Deputado - A senhora acredita que esteja havendo uma perseguição ao movimento de vocês?
Mulher - É mais do que óbvio.
Deputado - Com que finalidade?
Mulher - O sistema não perdoa que lhe seja contestada a autoridade.
Repórter - A senhora se importaria se nós falássemos um pouco sobre algumas das acusações que estão sendo feitas a Anaiug?
Mulher - Absolutamente. Nós estamos preparados para responder a qualquer pergunta.
Deputado - Muito bem. Uma das coisas de que mais se fala diz respeito aos trabalhos coletivos. Como são distribuídos esses trabalhos?
Mulher - Para começar, o termo “trabalho” não é empregado aqui. O que existe são atividades coletivas, que cada indivíduo opta por fazer. E que não são fiscalizadas por ninguém.
Deputado - E em que consistem essas atividades coletivas?
Mulher - Nós formamos uma comunidade agrícola. Portanto, tudo se relaciona com o campo. Nós cultivamos a terra e vivemos do que ela nos dá. (Num outro ponto do palco vemos alguns homens que trabalham. Um guarda se encontra próximo, numa atitude discreta)
Deputado - O que é que aqueles homens estão fazendo?
Mulher - Eles preparam o terreno para uma nova horta.
Repórter - E aquele, um pouco afastado? O que usa óculos...por que ele apenas assiste?

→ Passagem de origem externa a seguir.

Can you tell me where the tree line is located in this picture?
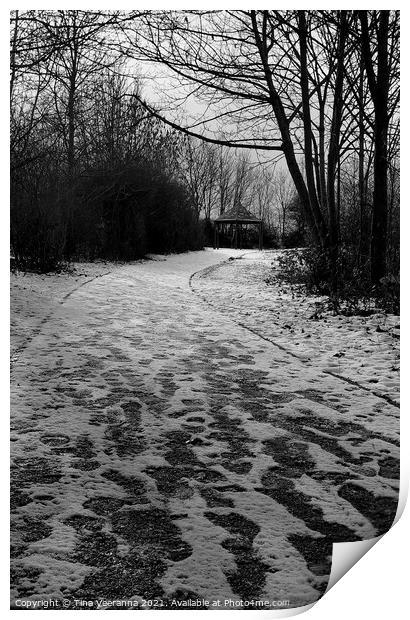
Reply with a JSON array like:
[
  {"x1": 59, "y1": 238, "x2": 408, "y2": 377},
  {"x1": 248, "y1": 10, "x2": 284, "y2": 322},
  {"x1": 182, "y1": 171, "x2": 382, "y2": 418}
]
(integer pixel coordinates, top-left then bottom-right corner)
[{"x1": 10, "y1": 10, "x2": 400, "y2": 308}]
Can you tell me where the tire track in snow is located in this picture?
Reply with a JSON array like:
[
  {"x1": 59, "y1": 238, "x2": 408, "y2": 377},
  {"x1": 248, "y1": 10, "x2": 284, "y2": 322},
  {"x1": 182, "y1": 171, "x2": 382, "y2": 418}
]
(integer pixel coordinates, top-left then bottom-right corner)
[{"x1": 189, "y1": 255, "x2": 400, "y2": 409}]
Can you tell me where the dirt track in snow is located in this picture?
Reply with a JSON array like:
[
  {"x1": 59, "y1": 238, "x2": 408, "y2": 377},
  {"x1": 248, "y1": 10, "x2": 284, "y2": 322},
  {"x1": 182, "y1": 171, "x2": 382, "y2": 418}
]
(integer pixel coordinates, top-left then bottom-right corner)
[{"x1": 11, "y1": 252, "x2": 398, "y2": 608}]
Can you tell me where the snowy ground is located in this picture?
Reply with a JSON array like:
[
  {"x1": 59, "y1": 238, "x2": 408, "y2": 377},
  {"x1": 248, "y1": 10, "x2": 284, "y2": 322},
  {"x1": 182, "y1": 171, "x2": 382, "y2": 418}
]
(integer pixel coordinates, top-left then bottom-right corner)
[
  {"x1": 192, "y1": 250, "x2": 400, "y2": 403},
  {"x1": 11, "y1": 251, "x2": 399, "y2": 609}
]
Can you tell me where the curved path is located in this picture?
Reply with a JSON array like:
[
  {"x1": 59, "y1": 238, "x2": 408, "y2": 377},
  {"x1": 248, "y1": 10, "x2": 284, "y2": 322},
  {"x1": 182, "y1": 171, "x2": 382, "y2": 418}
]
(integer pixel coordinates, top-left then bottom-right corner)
[{"x1": 12, "y1": 252, "x2": 398, "y2": 609}]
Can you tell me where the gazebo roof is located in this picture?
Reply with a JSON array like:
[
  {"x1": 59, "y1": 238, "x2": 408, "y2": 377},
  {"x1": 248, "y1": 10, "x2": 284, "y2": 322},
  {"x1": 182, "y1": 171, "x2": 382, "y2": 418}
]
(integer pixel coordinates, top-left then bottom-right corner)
[{"x1": 215, "y1": 205, "x2": 262, "y2": 224}]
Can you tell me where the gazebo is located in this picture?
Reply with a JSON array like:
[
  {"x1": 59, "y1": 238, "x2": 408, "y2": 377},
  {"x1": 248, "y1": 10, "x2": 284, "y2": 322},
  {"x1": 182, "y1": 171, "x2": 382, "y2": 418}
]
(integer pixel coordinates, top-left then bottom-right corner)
[{"x1": 214, "y1": 205, "x2": 263, "y2": 250}]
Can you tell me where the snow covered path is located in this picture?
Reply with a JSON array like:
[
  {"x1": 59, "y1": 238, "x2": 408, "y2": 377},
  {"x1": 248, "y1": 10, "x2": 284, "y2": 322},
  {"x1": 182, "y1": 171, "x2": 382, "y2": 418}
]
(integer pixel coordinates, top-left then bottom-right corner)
[{"x1": 11, "y1": 251, "x2": 399, "y2": 609}]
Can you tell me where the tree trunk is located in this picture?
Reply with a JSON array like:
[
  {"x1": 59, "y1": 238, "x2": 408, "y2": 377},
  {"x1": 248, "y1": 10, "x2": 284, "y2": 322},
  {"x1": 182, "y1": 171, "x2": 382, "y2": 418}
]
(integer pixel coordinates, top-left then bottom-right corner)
[{"x1": 360, "y1": 11, "x2": 390, "y2": 285}]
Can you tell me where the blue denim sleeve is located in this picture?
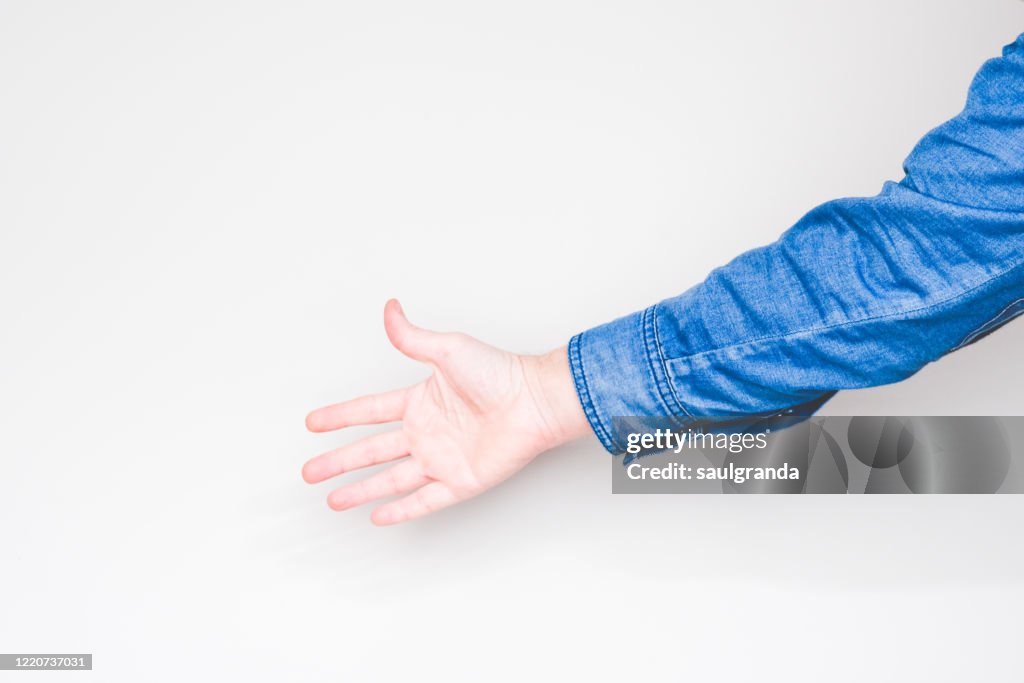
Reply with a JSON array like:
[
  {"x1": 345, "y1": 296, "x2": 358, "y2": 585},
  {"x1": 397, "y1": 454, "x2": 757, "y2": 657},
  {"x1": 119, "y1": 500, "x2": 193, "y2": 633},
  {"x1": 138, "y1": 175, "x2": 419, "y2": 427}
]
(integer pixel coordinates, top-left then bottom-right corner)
[{"x1": 568, "y1": 36, "x2": 1024, "y2": 453}]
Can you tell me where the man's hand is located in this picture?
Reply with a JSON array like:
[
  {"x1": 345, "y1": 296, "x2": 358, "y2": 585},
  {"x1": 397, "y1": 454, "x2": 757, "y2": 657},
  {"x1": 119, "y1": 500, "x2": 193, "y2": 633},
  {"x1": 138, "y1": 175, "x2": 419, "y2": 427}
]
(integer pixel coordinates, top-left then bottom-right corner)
[{"x1": 302, "y1": 299, "x2": 589, "y2": 524}]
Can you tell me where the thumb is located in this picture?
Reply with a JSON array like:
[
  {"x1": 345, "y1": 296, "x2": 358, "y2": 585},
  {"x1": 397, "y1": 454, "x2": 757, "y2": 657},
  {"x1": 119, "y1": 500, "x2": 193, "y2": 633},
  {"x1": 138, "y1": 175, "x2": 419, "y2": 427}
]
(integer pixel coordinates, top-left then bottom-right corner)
[{"x1": 384, "y1": 299, "x2": 444, "y2": 362}]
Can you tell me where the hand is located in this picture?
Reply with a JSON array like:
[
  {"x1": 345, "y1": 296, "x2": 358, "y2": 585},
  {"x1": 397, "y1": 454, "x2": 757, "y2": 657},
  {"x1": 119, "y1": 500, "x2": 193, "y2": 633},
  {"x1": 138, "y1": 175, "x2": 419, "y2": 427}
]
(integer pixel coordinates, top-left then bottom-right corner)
[{"x1": 302, "y1": 299, "x2": 589, "y2": 524}]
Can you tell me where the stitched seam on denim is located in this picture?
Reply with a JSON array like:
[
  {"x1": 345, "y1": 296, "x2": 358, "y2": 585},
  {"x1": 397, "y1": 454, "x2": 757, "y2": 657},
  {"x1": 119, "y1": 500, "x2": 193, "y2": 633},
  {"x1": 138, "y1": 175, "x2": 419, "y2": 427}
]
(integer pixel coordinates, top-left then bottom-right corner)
[
  {"x1": 669, "y1": 255, "x2": 1024, "y2": 360},
  {"x1": 895, "y1": 178, "x2": 1021, "y2": 216},
  {"x1": 949, "y1": 297, "x2": 1024, "y2": 353},
  {"x1": 641, "y1": 304, "x2": 693, "y2": 418},
  {"x1": 569, "y1": 333, "x2": 615, "y2": 452}
]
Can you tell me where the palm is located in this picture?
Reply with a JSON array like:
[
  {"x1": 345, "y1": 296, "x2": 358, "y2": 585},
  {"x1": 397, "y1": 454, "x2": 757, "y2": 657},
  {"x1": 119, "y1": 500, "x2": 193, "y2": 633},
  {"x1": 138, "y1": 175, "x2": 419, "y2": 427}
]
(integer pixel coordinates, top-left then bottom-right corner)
[{"x1": 303, "y1": 302, "x2": 565, "y2": 524}]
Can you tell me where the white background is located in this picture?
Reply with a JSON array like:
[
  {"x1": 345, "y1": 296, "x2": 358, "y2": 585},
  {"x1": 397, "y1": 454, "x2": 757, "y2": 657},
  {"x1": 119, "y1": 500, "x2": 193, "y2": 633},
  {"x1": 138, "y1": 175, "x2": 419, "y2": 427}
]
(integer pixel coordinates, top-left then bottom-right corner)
[{"x1": 0, "y1": 0, "x2": 1024, "y2": 681}]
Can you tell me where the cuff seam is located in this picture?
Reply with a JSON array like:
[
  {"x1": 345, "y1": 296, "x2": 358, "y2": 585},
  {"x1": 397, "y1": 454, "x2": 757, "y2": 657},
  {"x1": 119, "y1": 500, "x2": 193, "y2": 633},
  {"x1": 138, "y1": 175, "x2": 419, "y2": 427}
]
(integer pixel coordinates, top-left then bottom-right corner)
[{"x1": 568, "y1": 333, "x2": 615, "y2": 455}]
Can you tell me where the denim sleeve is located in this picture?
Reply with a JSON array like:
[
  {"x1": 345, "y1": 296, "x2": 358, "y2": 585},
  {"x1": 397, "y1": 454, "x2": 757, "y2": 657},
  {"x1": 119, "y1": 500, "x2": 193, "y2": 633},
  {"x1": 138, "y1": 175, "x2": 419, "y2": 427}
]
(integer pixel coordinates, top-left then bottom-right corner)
[{"x1": 568, "y1": 36, "x2": 1024, "y2": 453}]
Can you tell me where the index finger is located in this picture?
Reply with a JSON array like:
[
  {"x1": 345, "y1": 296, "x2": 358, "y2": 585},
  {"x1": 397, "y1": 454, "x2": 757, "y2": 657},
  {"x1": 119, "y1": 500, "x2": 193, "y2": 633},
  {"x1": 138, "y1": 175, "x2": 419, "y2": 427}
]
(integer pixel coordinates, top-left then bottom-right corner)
[{"x1": 306, "y1": 389, "x2": 409, "y2": 432}]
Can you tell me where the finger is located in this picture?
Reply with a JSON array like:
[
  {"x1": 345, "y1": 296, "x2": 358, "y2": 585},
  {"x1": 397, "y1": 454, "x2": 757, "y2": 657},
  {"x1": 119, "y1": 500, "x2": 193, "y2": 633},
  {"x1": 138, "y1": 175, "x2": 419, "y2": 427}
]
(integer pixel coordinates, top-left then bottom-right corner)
[
  {"x1": 302, "y1": 429, "x2": 409, "y2": 483},
  {"x1": 370, "y1": 481, "x2": 459, "y2": 526},
  {"x1": 327, "y1": 459, "x2": 430, "y2": 510},
  {"x1": 384, "y1": 299, "x2": 449, "y2": 362},
  {"x1": 306, "y1": 389, "x2": 409, "y2": 432}
]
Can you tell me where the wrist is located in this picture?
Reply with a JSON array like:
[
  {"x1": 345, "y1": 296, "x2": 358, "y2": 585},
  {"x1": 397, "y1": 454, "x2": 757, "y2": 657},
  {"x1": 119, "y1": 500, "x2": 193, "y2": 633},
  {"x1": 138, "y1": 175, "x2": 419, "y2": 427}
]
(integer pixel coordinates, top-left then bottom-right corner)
[{"x1": 523, "y1": 346, "x2": 590, "y2": 450}]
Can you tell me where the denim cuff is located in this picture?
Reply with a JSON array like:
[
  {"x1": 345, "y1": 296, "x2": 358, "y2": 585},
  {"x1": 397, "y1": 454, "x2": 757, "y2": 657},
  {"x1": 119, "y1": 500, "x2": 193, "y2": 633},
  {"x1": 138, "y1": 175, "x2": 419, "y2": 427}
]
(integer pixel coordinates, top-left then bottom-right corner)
[{"x1": 568, "y1": 306, "x2": 687, "y2": 455}]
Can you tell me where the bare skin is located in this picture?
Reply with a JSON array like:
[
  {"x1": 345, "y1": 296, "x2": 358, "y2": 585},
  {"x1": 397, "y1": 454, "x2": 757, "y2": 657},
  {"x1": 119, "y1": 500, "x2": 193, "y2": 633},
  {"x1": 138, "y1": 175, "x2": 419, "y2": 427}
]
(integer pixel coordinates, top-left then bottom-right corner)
[{"x1": 302, "y1": 299, "x2": 589, "y2": 524}]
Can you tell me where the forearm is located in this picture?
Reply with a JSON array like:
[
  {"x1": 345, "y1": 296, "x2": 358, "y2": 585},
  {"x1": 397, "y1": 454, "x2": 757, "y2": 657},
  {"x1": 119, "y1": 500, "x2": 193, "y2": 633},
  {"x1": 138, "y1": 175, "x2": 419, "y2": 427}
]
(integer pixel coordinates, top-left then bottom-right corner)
[{"x1": 568, "y1": 33, "x2": 1024, "y2": 452}]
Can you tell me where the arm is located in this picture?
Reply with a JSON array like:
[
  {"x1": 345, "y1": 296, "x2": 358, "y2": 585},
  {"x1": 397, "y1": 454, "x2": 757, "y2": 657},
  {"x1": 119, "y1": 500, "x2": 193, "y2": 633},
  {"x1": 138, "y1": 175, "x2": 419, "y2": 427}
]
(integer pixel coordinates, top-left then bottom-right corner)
[
  {"x1": 303, "y1": 31, "x2": 1024, "y2": 524},
  {"x1": 569, "y1": 31, "x2": 1024, "y2": 452}
]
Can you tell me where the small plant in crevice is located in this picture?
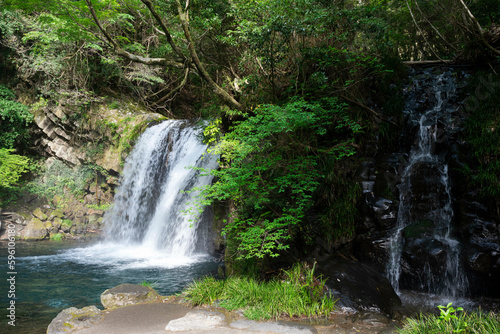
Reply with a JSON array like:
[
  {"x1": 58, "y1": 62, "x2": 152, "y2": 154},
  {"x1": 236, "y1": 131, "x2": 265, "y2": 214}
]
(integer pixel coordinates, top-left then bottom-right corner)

Mulher - Ele não assiste, apenas. É um membro mais antigo que orienta os mais novos.
Repórter - Claro...alguém tem que orientar. (Eles desviam a atenção do grupo. Um homem cai)
Deputado - E essas atividades coletivas obedecem a uma carga horária pré-estabelecida? (O guarda se aproxima e ergue o homem)
Mulher - Não, cada um decide seu horário.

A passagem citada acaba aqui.